Tuesday, April 20, 2021

Don't Listen

This couple that buy houses, renovate them, then sell them, purchase a big old house out in the countryside. Their son doesn't like it, saying he hears voices that tell him bad things. Soon enough, he turns up floating dead in the pool.

The mother retreats to her parents, but the father stays to try and finish the house (or process the loss). While listening to a voicemail he sent his wife that she claimed was garbled, he hears his son calling for his help. He enlists a guy who's written a bunch of books about ghosts communicating through electrical stuff, and the guy and his daughter (who doesn't believe in any of this) comes along as his assistant.

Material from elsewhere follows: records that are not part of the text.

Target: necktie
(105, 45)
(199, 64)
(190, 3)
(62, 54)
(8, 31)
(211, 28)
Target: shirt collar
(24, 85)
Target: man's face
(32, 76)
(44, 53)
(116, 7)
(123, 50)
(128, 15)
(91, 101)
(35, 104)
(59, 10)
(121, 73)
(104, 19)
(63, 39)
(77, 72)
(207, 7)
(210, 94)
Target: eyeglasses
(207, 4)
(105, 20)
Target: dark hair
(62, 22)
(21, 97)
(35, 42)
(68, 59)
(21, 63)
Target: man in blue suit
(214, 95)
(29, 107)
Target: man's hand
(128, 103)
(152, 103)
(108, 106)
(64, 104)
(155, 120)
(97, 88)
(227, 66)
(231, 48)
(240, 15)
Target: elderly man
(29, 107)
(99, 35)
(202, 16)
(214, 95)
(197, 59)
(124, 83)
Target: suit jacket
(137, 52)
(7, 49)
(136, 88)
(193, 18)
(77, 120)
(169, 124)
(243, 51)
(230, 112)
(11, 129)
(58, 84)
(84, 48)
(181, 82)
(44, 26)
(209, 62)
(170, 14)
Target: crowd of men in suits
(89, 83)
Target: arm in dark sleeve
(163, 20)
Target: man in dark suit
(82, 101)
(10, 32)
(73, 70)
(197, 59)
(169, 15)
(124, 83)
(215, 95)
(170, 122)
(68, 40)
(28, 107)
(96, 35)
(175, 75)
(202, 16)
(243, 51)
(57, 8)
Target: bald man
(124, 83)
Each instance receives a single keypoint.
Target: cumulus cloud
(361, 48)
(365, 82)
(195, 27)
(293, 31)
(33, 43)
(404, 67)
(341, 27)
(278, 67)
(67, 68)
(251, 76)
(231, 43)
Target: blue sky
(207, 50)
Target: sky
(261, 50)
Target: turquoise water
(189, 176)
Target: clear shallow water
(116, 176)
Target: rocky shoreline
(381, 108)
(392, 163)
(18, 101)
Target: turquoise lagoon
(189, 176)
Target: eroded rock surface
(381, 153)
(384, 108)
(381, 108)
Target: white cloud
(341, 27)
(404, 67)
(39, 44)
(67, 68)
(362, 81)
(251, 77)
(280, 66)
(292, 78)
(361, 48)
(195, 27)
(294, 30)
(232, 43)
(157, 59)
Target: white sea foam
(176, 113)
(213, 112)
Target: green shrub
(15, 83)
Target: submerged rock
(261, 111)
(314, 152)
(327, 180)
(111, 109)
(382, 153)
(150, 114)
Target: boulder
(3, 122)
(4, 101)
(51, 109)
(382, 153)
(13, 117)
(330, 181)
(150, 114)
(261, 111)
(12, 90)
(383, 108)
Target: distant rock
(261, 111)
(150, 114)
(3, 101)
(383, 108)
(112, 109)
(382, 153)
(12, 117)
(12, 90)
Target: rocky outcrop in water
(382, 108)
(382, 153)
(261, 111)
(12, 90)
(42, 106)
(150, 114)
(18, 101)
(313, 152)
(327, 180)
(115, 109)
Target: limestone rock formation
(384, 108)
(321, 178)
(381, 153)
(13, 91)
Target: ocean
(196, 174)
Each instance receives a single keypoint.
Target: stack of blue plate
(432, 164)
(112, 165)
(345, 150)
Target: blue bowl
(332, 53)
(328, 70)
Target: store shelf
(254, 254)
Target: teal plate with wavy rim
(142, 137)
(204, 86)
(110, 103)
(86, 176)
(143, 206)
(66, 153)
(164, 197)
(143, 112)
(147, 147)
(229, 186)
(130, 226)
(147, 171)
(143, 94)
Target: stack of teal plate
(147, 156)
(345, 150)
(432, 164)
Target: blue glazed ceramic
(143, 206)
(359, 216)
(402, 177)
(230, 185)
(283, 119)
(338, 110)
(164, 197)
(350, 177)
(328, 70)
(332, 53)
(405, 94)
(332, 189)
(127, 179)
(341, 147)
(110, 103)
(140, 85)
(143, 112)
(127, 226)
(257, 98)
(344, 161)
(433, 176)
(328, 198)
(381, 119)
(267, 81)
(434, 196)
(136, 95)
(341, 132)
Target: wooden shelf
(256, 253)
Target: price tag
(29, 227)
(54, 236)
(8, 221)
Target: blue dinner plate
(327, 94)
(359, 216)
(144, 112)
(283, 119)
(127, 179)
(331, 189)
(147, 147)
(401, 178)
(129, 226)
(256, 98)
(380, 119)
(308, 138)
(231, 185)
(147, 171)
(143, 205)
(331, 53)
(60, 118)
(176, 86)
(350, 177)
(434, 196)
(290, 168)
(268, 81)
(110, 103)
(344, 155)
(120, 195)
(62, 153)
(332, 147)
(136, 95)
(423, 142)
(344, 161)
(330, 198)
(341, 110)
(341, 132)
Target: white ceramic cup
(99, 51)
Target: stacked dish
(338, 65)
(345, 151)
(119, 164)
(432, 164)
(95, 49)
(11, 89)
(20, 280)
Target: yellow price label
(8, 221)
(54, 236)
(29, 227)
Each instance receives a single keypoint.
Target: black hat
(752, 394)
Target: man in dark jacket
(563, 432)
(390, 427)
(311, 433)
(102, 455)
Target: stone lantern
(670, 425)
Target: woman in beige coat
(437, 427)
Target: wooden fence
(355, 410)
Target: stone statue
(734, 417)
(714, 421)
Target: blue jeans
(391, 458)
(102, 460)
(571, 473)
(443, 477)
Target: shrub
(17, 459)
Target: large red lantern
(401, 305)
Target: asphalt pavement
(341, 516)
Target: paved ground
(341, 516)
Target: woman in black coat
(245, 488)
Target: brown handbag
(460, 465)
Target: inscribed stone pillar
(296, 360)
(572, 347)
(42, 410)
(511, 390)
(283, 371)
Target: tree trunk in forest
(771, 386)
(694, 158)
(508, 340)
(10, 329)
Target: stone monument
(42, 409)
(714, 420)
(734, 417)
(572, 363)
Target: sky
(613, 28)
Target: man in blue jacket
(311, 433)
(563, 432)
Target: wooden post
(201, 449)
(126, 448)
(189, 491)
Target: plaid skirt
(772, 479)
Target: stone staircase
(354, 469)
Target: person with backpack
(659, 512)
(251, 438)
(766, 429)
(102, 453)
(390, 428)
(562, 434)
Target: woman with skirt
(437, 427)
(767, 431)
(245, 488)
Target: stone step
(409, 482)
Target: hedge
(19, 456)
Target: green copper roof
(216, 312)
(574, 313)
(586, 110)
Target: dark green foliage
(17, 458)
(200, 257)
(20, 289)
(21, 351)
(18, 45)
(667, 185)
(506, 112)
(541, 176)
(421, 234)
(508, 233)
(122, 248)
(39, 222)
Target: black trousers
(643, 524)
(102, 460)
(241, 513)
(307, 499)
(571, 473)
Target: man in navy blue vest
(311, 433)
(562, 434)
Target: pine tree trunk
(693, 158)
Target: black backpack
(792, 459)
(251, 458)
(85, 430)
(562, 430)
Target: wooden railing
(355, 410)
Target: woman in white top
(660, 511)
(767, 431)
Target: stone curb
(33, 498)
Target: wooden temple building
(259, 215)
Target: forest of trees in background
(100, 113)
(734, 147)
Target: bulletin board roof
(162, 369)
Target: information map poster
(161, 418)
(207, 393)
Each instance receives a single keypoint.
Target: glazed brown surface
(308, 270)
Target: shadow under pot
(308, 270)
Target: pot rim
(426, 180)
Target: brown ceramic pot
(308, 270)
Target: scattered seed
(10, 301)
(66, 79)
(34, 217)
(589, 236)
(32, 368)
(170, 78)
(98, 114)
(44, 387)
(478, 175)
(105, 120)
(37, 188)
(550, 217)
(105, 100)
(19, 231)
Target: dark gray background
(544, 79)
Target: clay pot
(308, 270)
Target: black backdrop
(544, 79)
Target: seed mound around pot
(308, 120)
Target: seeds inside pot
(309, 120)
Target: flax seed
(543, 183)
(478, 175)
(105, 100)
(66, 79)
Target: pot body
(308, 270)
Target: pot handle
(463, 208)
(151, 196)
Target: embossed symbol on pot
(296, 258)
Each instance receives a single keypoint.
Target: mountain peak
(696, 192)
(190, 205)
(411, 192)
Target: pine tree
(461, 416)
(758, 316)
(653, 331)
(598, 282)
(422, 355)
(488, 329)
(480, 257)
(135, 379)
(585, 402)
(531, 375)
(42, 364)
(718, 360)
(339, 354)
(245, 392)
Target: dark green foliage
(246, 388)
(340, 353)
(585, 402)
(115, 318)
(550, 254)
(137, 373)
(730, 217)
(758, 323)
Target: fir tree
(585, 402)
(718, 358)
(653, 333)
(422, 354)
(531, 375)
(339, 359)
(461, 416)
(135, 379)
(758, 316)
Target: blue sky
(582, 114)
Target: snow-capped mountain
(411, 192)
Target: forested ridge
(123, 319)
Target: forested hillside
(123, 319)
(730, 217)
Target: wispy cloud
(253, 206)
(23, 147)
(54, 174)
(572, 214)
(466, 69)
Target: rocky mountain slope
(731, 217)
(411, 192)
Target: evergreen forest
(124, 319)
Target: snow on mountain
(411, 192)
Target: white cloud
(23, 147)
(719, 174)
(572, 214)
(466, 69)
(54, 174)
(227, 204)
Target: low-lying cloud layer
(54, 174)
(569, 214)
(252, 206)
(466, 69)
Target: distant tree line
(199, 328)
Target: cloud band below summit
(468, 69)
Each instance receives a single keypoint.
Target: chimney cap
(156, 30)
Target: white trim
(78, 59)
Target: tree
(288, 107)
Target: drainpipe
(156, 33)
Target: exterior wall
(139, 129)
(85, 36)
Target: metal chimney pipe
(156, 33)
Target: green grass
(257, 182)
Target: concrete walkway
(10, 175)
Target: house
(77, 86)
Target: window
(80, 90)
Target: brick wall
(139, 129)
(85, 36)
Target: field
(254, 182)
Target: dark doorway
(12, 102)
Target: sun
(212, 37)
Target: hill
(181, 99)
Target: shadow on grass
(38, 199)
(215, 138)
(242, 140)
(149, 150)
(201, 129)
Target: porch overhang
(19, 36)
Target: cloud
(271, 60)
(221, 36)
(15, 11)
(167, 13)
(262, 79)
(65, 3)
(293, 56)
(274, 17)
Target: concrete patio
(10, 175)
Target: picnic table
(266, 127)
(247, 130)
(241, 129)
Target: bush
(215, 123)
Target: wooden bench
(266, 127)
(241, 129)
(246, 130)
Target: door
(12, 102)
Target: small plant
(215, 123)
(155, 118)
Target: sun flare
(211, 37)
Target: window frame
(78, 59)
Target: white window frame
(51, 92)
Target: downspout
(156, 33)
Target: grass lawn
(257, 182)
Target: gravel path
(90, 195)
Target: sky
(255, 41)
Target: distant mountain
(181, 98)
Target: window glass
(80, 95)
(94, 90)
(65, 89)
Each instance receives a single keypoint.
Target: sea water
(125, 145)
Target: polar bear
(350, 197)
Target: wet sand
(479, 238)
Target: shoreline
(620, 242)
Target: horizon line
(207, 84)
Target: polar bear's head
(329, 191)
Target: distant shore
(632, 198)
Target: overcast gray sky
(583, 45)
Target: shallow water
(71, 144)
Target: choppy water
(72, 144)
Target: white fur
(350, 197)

For a while, the movie feels like it's about grief. The ghost is able to mimic other people's voices, or even their appearance, and exploits this. When the mother returns to the house, having received a call from her son, she sees him disappear under his bed. The father sees his wife and son through a some plastic sheeting. The expert sees his deceased wife. The only one who seems resistant is Ruth, the expert's daughter. As soon as her mother beckons to her, she starts shaking her head and insists it isn't her.

Of course, it quickly becomes apparent the ghost doesn't have to bother with that, since it can attack people directly or even possess them somehow with flies the buzz into the victim's ears. Which makes you wonder why she bothers with all the deception and fanfare. I guess you've got to do something to pass the time when you're dead.

Fair number of jump scares, or scenes that get you to anticipate jump scares. The character sees something in one direction and it disappears. But the camera is pulled in on them so you can't see what's behind them, so when they go to turn around you're expecting a big surprise. They usually drag it out longer than that, and I can't decide whether they keep it going too long, or just long enough. You know it's gonna end badly, but the mounting confusion into terror of the characters is effective.

This movie is set in Spain, and it eventually turns out the house was used by the Inquisition. I thought it was funny the movie seems to argue that while, sure, the Catholic Church probably killed a bunch of innocent people here, this particular person probably really was an evil witch. Oh yes, now she's an angry, murdering, witch ghost. Much better.

2 comments:

thekelvingreen said...

Is this a deliberate homage to Don't Look Now? The title and the beginning seem to suggest it is.

CalvinPitt said...

I don't know that movie, so I couldn't say. It's a Spanish flick, and IMDb says the title was originally "Voices", so I'm not sure if that lends credence to your suggestion or not.

The very first scene in this movie is a child therapist talking to the kid, then being possessed as she drives home so she crashes her car and takes a tree branch through the throat, if that helps.